Hospital A&E departments given £500m

8 Aug 13
Hard-pressed hospital accident and emergency departments will share £500m in a bid by the government to end lengthy waits for treatment.

By Mark Smulian | 8 August 2013

Hard-pressed hospital accident and emergency departments will share £500m in a bid by the government to end lengthy waits for treatment.

The money will go to departments assessed by the Department of Health as being under the most pressure.

It will support initiatives to ease these pressures such as appointing hospital specialists to join up health and social care services for elderly people, offering longer hours at walk-in centres, providing inmore intermediate care beds and extensions to pharmacy services.

Resources will also go into reviews by consultants of all ambulance arrivals in A&E so that a senior level decision is taken on care as soon as possible.

The DoH hopes to avert a repeat of queues at A&E departments seen last winter.

It said departments were at present performing at their usual level for the summer, with more than 95% of patients seen within four hours.

Prime Minister David Cameron said: ‘With over a million more people visiting A&E in the past three years, services and staff can find themselves under pressure during the busier winter period.

‘While A&E departments are performing well this summer, I want the NHS to take action now to prepare for the coming winter.

‘The additional funding will go to hospitals where the pressure will be greatest, with a focus on practical measures that relieve pinch points in local services.’

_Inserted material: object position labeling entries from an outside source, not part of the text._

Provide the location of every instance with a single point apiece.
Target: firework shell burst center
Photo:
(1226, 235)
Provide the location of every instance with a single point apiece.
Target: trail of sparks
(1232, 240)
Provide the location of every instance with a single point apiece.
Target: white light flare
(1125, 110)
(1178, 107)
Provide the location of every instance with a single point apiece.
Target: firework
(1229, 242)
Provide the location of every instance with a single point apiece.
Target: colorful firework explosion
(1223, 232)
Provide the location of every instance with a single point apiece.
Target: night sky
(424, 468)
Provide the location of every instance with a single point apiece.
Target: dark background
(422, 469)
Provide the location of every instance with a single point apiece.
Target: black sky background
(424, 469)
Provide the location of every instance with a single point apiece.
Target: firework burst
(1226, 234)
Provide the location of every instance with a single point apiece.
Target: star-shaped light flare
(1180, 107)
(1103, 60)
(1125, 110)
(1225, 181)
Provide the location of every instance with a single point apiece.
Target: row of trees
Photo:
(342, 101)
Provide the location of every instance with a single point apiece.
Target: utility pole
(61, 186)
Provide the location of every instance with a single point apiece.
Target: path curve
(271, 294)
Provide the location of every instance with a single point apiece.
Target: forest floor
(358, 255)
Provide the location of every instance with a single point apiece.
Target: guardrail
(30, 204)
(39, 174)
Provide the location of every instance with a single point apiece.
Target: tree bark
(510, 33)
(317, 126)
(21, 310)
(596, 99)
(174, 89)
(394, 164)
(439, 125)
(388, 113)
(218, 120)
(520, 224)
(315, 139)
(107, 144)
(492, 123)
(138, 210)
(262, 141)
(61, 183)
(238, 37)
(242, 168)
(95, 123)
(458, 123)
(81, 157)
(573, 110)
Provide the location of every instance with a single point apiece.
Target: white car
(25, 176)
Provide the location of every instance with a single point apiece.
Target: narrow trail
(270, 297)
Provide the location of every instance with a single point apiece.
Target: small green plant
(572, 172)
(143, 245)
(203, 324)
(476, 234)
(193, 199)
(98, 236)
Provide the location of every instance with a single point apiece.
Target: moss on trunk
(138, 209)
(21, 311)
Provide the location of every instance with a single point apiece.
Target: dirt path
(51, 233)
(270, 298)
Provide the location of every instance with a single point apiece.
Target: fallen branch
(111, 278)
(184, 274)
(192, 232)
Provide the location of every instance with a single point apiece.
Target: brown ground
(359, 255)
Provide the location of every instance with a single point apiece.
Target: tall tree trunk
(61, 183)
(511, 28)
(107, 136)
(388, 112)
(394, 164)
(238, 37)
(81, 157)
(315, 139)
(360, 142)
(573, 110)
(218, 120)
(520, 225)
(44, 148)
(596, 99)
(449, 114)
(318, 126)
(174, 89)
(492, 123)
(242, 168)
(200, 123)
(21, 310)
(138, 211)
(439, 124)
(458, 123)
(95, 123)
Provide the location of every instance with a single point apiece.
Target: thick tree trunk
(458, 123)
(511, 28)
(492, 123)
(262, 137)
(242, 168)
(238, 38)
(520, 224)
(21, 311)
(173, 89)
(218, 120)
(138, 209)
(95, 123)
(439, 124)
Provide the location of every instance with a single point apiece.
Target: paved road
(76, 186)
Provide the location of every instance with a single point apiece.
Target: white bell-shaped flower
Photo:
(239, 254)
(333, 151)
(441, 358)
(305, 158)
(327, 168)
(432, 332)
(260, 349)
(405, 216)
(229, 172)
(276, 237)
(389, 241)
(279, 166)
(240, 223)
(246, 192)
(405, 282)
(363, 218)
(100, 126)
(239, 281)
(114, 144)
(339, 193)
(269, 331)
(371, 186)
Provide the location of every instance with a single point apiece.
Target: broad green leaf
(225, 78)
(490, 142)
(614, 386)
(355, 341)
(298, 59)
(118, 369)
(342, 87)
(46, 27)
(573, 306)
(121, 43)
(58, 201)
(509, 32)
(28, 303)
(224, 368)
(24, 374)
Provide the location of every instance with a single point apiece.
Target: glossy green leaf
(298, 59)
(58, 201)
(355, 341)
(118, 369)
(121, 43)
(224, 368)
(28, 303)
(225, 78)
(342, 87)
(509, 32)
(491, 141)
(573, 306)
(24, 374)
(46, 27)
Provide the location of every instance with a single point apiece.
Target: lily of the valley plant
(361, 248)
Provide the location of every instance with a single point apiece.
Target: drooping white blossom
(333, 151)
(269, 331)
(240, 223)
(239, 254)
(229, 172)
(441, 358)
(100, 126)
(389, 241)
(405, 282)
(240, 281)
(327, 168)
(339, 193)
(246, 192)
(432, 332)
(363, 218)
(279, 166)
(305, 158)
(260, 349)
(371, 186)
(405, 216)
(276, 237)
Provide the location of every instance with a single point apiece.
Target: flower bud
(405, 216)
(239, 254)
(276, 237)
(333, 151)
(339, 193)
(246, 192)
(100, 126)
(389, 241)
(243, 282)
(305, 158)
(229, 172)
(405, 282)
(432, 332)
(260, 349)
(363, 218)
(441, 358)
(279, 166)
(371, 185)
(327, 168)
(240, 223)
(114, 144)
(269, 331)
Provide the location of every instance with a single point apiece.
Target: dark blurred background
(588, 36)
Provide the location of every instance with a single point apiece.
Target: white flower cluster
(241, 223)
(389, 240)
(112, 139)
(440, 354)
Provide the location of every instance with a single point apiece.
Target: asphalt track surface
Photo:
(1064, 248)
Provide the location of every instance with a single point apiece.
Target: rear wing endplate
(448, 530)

NHS Confederation chief executive Mike Farrar said the extra money would be ‘useful in the short term’, but warned: ‘We need the system working together to tackle the challenges we are facing if we are to get a longer-term solution’.

He added: ‘This money must be used to help divert work away from hospitals as well as to compensate trusts fairly for the extra work they are undertaking.

‘This means that commissioners and providers – including community and primary care services – need to work together to get the best value possible out of this additional money, not just transfer financial risk between each other.’

Farrar said hospitals should receive extra funding for winter pressures earlier in the year, ‘so they can plan and respond effectively, rather than catching up with themselves once the floodgates have opened’.